Someone had to win. Cruel, unfair… yes. But eventually the longest tennis match ever was going to end.
I’ve got to say, these guys looked incredibly fresh coming out of the gates, considering. Were this the start of any other match, I would have been a bit curious, but both had their serves working, and both definitely had all the pieces clicking. Perhaps it’s most fitting that the match came to end in one of the cruelest ways to be broken: after wasting an opportunity.
Fast forward to 68-68. An error from Tree, and a massive forehand winner from Mahut at the centre of the court gives him 0-30. The crowd starts getting louder. Tree takes his time. There’s a serious buzz in the air. Tree then promptly steps to the line to fire his 112th ace. A 135mp/h shot down the tee. Some players rarely serve around that speed, let alone entering the eleventh hour of a match.
Another unreturnable, and more big serving get Tree those precious four points in a row to hold. 68-69. That means a changeover, silly!
And so Mahut was forced to sit down and think about the wasted opportunity. And that’s when the match entered it’s metaphorical and literal eleventh hour.
It was going to be a mental lapse, it had to be. For Mahut, it was a botched drop shot at 15-15 that would have been a winner even if it was the worst drop shot he had ever played. Tree was badly out of position behind the baseline and falling over. Instead he rushed it, and plopped it into the net. A massive winner from Tree gave him match point, and he didn’t waste it, firing a cross-court winner past Mahut at the net.
“The guy is an absolute warrior. It stinks someone had to lose. To be able to share this day with him was an absolute honor.”
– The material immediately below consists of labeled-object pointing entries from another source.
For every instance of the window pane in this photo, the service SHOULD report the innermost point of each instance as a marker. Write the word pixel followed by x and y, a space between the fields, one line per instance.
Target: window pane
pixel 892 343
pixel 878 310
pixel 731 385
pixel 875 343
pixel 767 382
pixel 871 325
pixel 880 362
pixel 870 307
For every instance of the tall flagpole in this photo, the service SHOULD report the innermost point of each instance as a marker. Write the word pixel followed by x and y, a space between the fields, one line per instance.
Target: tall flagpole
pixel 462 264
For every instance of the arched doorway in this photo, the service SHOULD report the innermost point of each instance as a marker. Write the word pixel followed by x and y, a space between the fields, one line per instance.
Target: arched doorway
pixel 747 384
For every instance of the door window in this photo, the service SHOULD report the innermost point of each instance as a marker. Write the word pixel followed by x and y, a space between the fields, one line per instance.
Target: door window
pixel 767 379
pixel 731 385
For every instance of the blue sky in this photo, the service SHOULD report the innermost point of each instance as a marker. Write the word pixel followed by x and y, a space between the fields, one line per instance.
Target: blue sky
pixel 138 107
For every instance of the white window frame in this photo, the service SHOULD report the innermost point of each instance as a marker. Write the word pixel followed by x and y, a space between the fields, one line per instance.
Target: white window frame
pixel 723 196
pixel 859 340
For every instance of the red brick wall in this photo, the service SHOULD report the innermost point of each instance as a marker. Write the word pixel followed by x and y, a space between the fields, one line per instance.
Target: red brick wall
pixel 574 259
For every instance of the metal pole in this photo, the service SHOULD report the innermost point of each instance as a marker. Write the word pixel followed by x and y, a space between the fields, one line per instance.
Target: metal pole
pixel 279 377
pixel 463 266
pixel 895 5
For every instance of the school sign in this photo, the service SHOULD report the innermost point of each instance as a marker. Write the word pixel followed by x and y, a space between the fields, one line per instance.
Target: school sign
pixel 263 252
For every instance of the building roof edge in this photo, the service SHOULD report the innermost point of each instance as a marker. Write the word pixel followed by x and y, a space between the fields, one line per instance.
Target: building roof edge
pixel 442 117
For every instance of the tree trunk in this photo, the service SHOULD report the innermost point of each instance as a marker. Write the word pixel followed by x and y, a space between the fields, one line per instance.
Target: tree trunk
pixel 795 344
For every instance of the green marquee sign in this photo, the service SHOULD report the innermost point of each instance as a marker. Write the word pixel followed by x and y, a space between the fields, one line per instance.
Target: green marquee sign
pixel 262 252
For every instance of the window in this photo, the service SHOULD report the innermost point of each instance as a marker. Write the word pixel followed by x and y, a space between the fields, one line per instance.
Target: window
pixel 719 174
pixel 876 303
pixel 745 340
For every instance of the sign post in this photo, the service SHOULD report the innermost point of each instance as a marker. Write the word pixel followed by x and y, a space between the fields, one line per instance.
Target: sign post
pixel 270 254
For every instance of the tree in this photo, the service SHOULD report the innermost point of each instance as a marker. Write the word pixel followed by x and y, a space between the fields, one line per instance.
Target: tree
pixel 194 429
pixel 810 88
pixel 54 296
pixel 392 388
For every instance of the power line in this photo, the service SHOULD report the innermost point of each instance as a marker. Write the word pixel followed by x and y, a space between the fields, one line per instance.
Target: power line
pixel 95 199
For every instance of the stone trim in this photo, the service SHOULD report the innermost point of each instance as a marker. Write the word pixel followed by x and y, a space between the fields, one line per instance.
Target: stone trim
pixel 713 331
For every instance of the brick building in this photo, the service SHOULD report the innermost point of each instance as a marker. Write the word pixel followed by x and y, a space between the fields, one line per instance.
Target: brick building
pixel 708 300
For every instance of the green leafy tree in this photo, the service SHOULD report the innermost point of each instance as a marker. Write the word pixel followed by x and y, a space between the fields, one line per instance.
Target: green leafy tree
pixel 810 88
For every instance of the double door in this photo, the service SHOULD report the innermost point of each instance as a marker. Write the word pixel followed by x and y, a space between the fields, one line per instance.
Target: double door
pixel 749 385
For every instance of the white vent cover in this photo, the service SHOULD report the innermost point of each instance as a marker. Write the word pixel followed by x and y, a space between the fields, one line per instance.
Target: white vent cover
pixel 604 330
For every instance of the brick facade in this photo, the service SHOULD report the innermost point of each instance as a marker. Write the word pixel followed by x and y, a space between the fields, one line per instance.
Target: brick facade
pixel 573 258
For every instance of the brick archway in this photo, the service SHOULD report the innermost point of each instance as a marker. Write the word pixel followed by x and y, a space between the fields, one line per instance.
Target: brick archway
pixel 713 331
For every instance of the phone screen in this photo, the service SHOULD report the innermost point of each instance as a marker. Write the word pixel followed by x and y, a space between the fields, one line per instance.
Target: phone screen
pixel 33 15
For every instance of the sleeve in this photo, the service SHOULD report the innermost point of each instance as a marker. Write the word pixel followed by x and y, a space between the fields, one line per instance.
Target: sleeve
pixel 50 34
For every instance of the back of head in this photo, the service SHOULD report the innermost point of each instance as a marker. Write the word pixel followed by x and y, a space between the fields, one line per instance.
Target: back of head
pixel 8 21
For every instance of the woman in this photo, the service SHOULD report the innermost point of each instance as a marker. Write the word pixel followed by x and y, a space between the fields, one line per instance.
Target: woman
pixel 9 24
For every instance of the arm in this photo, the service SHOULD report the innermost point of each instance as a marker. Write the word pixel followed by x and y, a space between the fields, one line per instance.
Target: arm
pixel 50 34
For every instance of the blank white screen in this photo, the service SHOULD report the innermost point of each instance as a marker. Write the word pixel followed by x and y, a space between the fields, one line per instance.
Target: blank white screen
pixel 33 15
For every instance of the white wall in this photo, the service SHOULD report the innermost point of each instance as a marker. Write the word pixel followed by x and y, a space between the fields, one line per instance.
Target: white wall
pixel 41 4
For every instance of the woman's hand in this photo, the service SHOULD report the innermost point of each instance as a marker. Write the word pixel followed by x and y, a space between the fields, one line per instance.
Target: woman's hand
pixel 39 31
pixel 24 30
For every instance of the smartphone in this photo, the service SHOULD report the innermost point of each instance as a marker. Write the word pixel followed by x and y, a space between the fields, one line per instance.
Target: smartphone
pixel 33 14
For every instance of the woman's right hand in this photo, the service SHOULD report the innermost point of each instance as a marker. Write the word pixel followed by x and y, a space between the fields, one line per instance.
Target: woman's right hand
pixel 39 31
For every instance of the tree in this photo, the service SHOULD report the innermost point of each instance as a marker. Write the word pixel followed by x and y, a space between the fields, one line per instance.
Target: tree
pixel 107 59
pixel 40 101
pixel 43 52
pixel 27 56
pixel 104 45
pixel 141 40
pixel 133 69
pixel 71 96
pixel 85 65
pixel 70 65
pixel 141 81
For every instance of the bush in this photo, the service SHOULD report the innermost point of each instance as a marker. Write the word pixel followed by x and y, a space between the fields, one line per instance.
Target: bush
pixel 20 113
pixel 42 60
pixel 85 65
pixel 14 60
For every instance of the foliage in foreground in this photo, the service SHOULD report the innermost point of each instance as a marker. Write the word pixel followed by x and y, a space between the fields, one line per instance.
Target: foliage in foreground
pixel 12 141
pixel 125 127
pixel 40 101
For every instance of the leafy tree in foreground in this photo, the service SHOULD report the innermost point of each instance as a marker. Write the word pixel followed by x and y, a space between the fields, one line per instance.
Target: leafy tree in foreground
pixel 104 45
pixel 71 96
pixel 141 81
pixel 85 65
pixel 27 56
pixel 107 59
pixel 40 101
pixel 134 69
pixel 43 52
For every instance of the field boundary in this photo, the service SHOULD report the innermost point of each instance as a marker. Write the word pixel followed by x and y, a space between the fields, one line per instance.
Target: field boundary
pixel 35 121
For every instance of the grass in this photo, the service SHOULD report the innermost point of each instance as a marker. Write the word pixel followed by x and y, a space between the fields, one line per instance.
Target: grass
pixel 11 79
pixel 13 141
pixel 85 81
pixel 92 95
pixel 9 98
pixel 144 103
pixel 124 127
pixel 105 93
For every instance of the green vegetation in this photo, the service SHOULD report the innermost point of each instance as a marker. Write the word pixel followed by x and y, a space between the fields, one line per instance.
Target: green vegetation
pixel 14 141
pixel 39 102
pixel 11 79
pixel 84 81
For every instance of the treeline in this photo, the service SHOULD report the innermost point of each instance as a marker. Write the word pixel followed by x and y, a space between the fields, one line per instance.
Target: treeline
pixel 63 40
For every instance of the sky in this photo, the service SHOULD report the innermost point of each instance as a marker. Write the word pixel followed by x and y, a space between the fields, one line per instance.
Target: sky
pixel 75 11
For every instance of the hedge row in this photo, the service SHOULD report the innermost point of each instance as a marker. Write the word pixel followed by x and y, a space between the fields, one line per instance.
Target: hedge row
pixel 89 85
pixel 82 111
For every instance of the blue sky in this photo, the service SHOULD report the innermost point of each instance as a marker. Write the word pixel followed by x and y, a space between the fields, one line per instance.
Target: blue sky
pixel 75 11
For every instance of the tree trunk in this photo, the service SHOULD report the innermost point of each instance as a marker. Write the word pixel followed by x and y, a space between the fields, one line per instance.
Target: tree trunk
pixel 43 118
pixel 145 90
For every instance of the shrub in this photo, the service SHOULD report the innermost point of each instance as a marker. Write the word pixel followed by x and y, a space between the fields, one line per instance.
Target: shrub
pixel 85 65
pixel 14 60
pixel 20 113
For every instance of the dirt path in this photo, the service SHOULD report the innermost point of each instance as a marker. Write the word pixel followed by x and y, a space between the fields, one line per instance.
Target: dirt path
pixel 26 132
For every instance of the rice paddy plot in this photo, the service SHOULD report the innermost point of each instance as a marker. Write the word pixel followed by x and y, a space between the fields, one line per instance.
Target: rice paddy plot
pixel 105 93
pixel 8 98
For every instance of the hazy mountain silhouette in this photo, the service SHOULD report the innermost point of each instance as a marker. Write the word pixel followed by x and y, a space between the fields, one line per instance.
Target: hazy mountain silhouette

Warm fuzzies. I’ve always been a Tree fan, I think it’s pretty obvious in my writing (and Twitter feed). He just seems like a solid, likable guy. I also like his game. He’s a big server, sure, but there’s other aspects to his game. He’s also able to do one of my most favourite of things, in smacking a huge serve that’s returned halfway, and then stepping up and hammering it for a forehand winner.
Does he have a chance for the rest of the tournament? Who knows. He’s been holding serve for more than 80 games in a row now.